Изучение проекта пятилетнего плана в ведомствах растянулось на пять месяцев, так и не приведя к конкретным решениям. И тогда С.С. Каменев посчитал, что если его идея о создании Арктического института, не только руководящего всеми научными исследованиями, но и наделенного соответствующими административными правами, не отвергнута, то, следовательно, одобрена. Посчитал задачу, поставленную перед ним Совнаркомом как перед председателем Арктической комиссии, решенной и направил председателю Ученого комитета ЦИК СССР А.В. Луначарскому записку, однозначно свидетельствовавшую о его полном самоустранении от дальнейшей «финансовой проработки» плана.

«Полагаю, — сообщал Каменев 13 июня 1930 года, — что этот вопрос теперь полностью ляжет на плечи Арктического института и Учкома. В частности, — неожиданно добавил Сергей Сергеевич, — общество «Аэроарктик» также следует подчинить руководству Учкома. Сейчас «Аэроарктик» беспризорна»23.

И хотя с этого дня Арктическая комиссия не провела больше ни одного заседания, а ее проект научно-исследовательских работ безнадежно затерялся, она все же успела выполнить еще одно поручение правительства, зафиксированное постановлением от 31 июля 1928 года. Последнее, содержащееся в нем. Подготовила и отправила на Северную Землю экспедицию для постройки геофизической обсерватории и радиостанции, выбора места для аэродрома и описания архипелага. Все это — силами Института по изучению Севера, но под руководством не его директора P.Л. Самойловича, а — как и год назад — настойчиво продвигаемого на новую должность О.Ю. Шмидта, правительственного комиссара Северных земель, начальника Правительственной арктической экспедиции.
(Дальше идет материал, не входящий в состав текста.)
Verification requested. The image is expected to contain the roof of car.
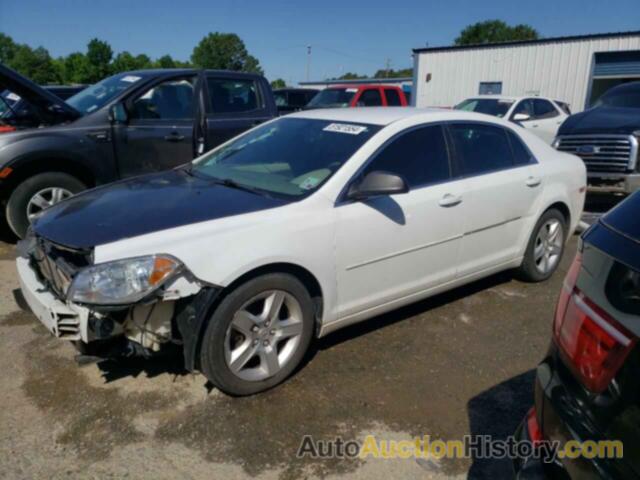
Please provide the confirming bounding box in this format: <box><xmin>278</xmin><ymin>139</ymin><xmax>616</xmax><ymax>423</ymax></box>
<box><xmin>287</xmin><ymin>107</ymin><xmax>464</xmax><ymax>125</ymax></box>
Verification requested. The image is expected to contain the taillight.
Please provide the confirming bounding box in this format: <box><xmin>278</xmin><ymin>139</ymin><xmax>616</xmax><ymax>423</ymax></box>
<box><xmin>553</xmin><ymin>254</ymin><xmax>637</xmax><ymax>393</ymax></box>
<box><xmin>527</xmin><ymin>407</ymin><xmax>542</xmax><ymax>446</ymax></box>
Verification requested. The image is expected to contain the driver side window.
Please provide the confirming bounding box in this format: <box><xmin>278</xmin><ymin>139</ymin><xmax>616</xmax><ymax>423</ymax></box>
<box><xmin>362</xmin><ymin>125</ymin><xmax>451</xmax><ymax>188</ymax></box>
<box><xmin>131</xmin><ymin>77</ymin><xmax>195</xmax><ymax>120</ymax></box>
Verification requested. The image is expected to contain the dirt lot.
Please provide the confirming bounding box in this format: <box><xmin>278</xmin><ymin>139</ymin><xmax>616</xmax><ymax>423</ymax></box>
<box><xmin>0</xmin><ymin>225</ymin><xmax>576</xmax><ymax>479</ymax></box>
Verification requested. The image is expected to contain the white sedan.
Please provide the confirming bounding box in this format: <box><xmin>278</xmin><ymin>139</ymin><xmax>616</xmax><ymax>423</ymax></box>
<box><xmin>17</xmin><ymin>108</ymin><xmax>586</xmax><ymax>395</ymax></box>
<box><xmin>455</xmin><ymin>95</ymin><xmax>571</xmax><ymax>144</ymax></box>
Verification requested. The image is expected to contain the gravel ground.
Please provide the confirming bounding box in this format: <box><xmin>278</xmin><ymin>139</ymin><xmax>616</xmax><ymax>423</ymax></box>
<box><xmin>0</xmin><ymin>226</ymin><xmax>576</xmax><ymax>479</ymax></box>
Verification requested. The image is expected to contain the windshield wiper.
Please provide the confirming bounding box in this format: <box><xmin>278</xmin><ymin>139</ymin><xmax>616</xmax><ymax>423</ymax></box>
<box><xmin>213</xmin><ymin>178</ymin><xmax>271</xmax><ymax>197</ymax></box>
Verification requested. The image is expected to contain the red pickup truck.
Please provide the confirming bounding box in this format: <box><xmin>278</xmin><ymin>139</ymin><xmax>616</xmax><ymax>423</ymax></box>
<box><xmin>306</xmin><ymin>84</ymin><xmax>408</xmax><ymax>108</ymax></box>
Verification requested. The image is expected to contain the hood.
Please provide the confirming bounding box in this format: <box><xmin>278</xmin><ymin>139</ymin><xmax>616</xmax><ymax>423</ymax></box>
<box><xmin>558</xmin><ymin>106</ymin><xmax>640</xmax><ymax>135</ymax></box>
<box><xmin>33</xmin><ymin>170</ymin><xmax>290</xmax><ymax>249</ymax></box>
<box><xmin>0</xmin><ymin>64</ymin><xmax>82</xmax><ymax>120</ymax></box>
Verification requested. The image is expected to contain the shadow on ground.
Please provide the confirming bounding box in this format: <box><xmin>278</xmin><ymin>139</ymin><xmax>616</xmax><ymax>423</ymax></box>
<box><xmin>467</xmin><ymin>370</ymin><xmax>535</xmax><ymax>480</ymax></box>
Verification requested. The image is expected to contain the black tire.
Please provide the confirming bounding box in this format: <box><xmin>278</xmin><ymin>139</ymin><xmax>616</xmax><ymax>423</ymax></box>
<box><xmin>200</xmin><ymin>273</ymin><xmax>314</xmax><ymax>396</ymax></box>
<box><xmin>516</xmin><ymin>208</ymin><xmax>567</xmax><ymax>282</ymax></box>
<box><xmin>6</xmin><ymin>172</ymin><xmax>87</xmax><ymax>238</ymax></box>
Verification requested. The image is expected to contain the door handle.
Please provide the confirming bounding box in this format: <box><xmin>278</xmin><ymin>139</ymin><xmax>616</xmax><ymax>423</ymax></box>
<box><xmin>525</xmin><ymin>177</ymin><xmax>542</xmax><ymax>188</ymax></box>
<box><xmin>164</xmin><ymin>132</ymin><xmax>184</xmax><ymax>142</ymax></box>
<box><xmin>438</xmin><ymin>193</ymin><xmax>462</xmax><ymax>207</ymax></box>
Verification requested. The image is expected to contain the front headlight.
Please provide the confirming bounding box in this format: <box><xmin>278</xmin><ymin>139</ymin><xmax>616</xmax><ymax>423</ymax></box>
<box><xmin>67</xmin><ymin>255</ymin><xmax>182</xmax><ymax>305</ymax></box>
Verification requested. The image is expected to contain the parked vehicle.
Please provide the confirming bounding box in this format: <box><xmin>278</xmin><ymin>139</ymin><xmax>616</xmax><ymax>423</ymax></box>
<box><xmin>17</xmin><ymin>108</ymin><xmax>586</xmax><ymax>395</ymax></box>
<box><xmin>0</xmin><ymin>85</ymin><xmax>87</xmax><ymax>133</ymax></box>
<box><xmin>554</xmin><ymin>82</ymin><xmax>640</xmax><ymax>193</ymax></box>
<box><xmin>307</xmin><ymin>85</ymin><xmax>408</xmax><ymax>109</ymax></box>
<box><xmin>454</xmin><ymin>95</ymin><xmax>571</xmax><ymax>144</ymax></box>
<box><xmin>273</xmin><ymin>88</ymin><xmax>320</xmax><ymax>115</ymax></box>
<box><xmin>0</xmin><ymin>65</ymin><xmax>277</xmax><ymax>236</ymax></box>
<box><xmin>515</xmin><ymin>193</ymin><xmax>640</xmax><ymax>479</ymax></box>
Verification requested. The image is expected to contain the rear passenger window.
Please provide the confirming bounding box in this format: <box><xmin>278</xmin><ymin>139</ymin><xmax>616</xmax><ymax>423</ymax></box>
<box><xmin>364</xmin><ymin>125</ymin><xmax>451</xmax><ymax>188</ymax></box>
<box><xmin>533</xmin><ymin>98</ymin><xmax>558</xmax><ymax>118</ymax></box>
<box><xmin>384</xmin><ymin>88</ymin><xmax>402</xmax><ymax>107</ymax></box>
<box><xmin>207</xmin><ymin>77</ymin><xmax>262</xmax><ymax>114</ymax></box>
<box><xmin>358</xmin><ymin>89</ymin><xmax>382</xmax><ymax>107</ymax></box>
<box><xmin>507</xmin><ymin>130</ymin><xmax>536</xmax><ymax>165</ymax></box>
<box><xmin>449</xmin><ymin>123</ymin><xmax>513</xmax><ymax>176</ymax></box>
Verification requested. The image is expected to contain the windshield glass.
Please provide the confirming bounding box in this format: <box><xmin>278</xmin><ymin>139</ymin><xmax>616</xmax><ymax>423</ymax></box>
<box><xmin>307</xmin><ymin>88</ymin><xmax>358</xmax><ymax>107</ymax></box>
<box><xmin>191</xmin><ymin>118</ymin><xmax>381</xmax><ymax>197</ymax></box>
<box><xmin>67</xmin><ymin>73</ymin><xmax>147</xmax><ymax>115</ymax></box>
<box><xmin>596</xmin><ymin>83</ymin><xmax>640</xmax><ymax>108</ymax></box>
<box><xmin>454</xmin><ymin>98</ymin><xmax>513</xmax><ymax>118</ymax></box>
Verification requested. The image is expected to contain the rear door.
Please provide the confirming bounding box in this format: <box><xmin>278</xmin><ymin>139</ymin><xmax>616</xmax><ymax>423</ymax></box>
<box><xmin>336</xmin><ymin>125</ymin><xmax>466</xmax><ymax>317</ymax></box>
<box><xmin>113</xmin><ymin>73</ymin><xmax>200</xmax><ymax>177</ymax></box>
<box><xmin>203</xmin><ymin>73</ymin><xmax>274</xmax><ymax>151</ymax></box>
<box><xmin>449</xmin><ymin>122</ymin><xmax>542</xmax><ymax>277</ymax></box>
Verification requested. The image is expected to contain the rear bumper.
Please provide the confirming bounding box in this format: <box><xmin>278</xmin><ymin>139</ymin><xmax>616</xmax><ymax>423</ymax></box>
<box><xmin>16</xmin><ymin>258</ymin><xmax>91</xmax><ymax>343</ymax></box>
<box><xmin>587</xmin><ymin>172</ymin><xmax>640</xmax><ymax>193</ymax></box>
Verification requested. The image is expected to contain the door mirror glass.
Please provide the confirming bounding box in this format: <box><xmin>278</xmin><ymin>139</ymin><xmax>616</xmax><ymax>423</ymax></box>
<box><xmin>347</xmin><ymin>170</ymin><xmax>409</xmax><ymax>200</ymax></box>
<box><xmin>109</xmin><ymin>103</ymin><xmax>129</xmax><ymax>124</ymax></box>
<box><xmin>513</xmin><ymin>113</ymin><xmax>531</xmax><ymax>122</ymax></box>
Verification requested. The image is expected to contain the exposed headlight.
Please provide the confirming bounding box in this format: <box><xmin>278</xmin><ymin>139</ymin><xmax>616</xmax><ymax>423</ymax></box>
<box><xmin>67</xmin><ymin>255</ymin><xmax>182</xmax><ymax>305</ymax></box>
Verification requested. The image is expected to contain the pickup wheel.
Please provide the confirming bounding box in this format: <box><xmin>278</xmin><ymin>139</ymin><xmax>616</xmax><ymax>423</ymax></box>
<box><xmin>516</xmin><ymin>209</ymin><xmax>567</xmax><ymax>282</ymax></box>
<box><xmin>200</xmin><ymin>273</ymin><xmax>314</xmax><ymax>396</ymax></box>
<box><xmin>6</xmin><ymin>172</ymin><xmax>87</xmax><ymax>238</ymax></box>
15 июля 1930 года «Седов» отплыл из Архангельска и взял курс на Северную Землю. 21 августа подошел к неведомому, не нанесенному на карты ее западному берегу. На следующий день начал выгрузку разборного дома, научного оборудования и радиоаппаратуры, трехлетних запасов продовольствия, боеприпасов, медикаментов. 30 августа остававшиеся на зимовку «начальник Северной Земли и всех прилегающих к ней островов» Г.А. Ушаков, незадолго перед тем вернувшийся с Врангеля, геолог Н.Н. Урванцев, последние годы изучавший Таймыр, радист В.В. Ходов и промышленник С.П. Журавлев подняли у возведенной всего за неделю обсерватории государственный флаг. Так и этот архипелаг стал не только де-юре, но и де-факто частью территории СССР.